Freie Fahrt für Radfahrer
Für Bürgermeister Matthias Renschler ist es „ein Meilenstein“ und auch die große Mehrheit des Gemeinderats war von der Planung des Stadtbauamts angetan: Die Kurpfalzstraße wird zur ersten Walldorfer Fahrradstraße. Das hat der Gemeinderat bei einer Gegenstimme beschlossen.
Die Maßnahme ist Teil des im Mai verabschiedeten Radverkehrskonzepts, mit dem das Fahrradfahren in Walldorf noch attraktiver werden soll. Die Planer haben dafür die Kurpfalzstraße ausgewählt, weil sie eine wichtige Verkehrsachse für den Radverkehr zwischen dem Stadtzentrum und dem Schulzentrum im Norden darstellt. Gerade für den Schülerverkehr ist sie von besonderer Bedeutung.
„Das ist der Auftakt für weitere Maßnahmen und ein gutes Signal nach außen“, sagte Stadtbaumeister Andreas Tisch. Die Umsetzung soll nach seinen Worten zügig angegangen werden.
Der Stadtbaumeister erläuterte dem Gremium, dass es in der Kurpfalzstraße schon heute einen Fahrradanteil am Gesamtverkehr von 60 bis 65 Prozent gebe. Der motorisierte Durchgangsverkehr werde künftig ausgeschlossen; mit der entsprechenden Beschilderung („Anlieger frei“) sorgt man dafür, dass die Anwohner auch weiterhin mit dem Auto zu ihren Häusern und Wohnungen kommen. Der Radverkehr darf allerdings weder behindert noch gefährdet werden, das Nebeneinanderfahren mit Fahrrädern ist ausdrücklich erlaubt.
Tisch machte deutlich, dass man sich in der Gestaltung der Fahrradstraße stark an den Musterlösungen des Landes orientiert habe.
Zur „Herausforderung“ werden laut dem Stadtbaumeister die insgesamt 13 Kreuzungen der Kurpfalzstraße mit anderen Straßen – an allen müssen mehrere Schilder aufgestellt werden, die die Bevorrechtigung des Radverkehrs signalisieren.
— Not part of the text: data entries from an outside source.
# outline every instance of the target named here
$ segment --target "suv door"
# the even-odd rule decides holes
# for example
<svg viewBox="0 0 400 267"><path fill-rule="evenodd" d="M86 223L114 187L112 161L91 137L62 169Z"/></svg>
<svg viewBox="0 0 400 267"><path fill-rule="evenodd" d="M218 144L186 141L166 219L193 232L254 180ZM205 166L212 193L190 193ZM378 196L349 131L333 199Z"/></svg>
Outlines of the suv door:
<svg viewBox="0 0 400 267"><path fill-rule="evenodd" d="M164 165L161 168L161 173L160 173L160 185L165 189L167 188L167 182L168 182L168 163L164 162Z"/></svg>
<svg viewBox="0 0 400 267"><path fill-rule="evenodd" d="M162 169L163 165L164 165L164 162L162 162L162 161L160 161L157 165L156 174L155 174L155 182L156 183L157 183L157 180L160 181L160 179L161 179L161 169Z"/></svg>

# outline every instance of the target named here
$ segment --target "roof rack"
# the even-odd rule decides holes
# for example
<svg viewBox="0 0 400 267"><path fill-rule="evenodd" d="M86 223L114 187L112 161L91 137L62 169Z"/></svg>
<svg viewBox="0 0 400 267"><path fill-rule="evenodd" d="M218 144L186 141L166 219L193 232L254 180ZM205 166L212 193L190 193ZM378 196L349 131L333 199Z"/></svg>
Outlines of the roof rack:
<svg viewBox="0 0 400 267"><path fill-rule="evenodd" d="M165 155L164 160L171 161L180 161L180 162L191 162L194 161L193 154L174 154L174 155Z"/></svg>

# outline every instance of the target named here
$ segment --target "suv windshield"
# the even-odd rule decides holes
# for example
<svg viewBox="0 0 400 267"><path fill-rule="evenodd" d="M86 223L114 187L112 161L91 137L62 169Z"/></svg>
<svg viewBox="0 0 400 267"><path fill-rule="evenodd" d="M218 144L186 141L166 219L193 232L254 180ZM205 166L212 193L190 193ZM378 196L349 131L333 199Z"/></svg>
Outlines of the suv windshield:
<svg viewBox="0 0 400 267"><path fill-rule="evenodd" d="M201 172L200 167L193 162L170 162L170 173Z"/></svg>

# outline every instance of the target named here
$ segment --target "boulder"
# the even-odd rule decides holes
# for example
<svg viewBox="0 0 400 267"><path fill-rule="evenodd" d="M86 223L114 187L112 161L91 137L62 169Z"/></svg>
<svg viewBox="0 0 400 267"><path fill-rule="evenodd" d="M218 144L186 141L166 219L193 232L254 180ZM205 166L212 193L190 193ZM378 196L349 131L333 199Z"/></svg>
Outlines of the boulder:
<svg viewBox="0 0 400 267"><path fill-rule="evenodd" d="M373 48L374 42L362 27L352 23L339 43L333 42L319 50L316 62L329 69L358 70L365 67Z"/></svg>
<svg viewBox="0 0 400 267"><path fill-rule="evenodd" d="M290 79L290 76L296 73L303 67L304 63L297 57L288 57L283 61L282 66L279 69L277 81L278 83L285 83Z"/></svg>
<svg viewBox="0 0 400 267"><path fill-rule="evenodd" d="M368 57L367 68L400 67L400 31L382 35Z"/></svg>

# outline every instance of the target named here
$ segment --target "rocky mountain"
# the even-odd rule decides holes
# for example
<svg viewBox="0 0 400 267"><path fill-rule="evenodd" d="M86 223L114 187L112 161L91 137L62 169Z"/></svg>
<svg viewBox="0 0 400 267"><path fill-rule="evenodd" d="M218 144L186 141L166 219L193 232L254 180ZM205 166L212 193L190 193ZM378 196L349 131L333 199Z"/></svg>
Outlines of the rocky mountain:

Zudem wird die Fahrbahn an Kreuzungen und Einmündungen auf einer Breite von 3,80 Metern rot markiert, ergänzt durch Piktogramme mit dem Sinnbild „Fahrradstraße“. Eine sogenannte „Dooring-Zone“ wird im gesamten Straßenverlauf mit einem 50 Zentimeter breiten Sicherheitsstreifen von der Fahrbahn abgegrenzt, um Unfälle beim Öffnen von Fahrzeugtüren zu verhindern. Wie sich diese Lösungen dann in der Praxis bewähren, „wollen wir in der Folge genau beobachten“, so Andreas Tisch. Denn in Zukunft könnte das Instrument der Fahrradstraße auch auf weitere Nebenstraßen ausgeweitet werden.
Für die CDU ist die Umgestaltung der Kurpfalzstraße zur Fahrradstraße „ein wesentliches Element“ des jüngst beschlossenen Radverkehrskonzepts, sagte Mathias Pütz für die Mehrheit seiner Fraktion. Zwar biete sie dafür keine idealen Voraussetzungen, erfülle aber dennoch entscheidende Kriterien. So dürfte aus seiner Sicht der parallele Verlauf zur Schwetzinger Straße die Attraktivität der Route für den Schüler- und Pendlerverkehr erhöhen. Gelingen könne die Maßnahme aber nur in Verbindung mit einer effizienten Kommunikation mit Nutzern wie Anliegern, so Pütz.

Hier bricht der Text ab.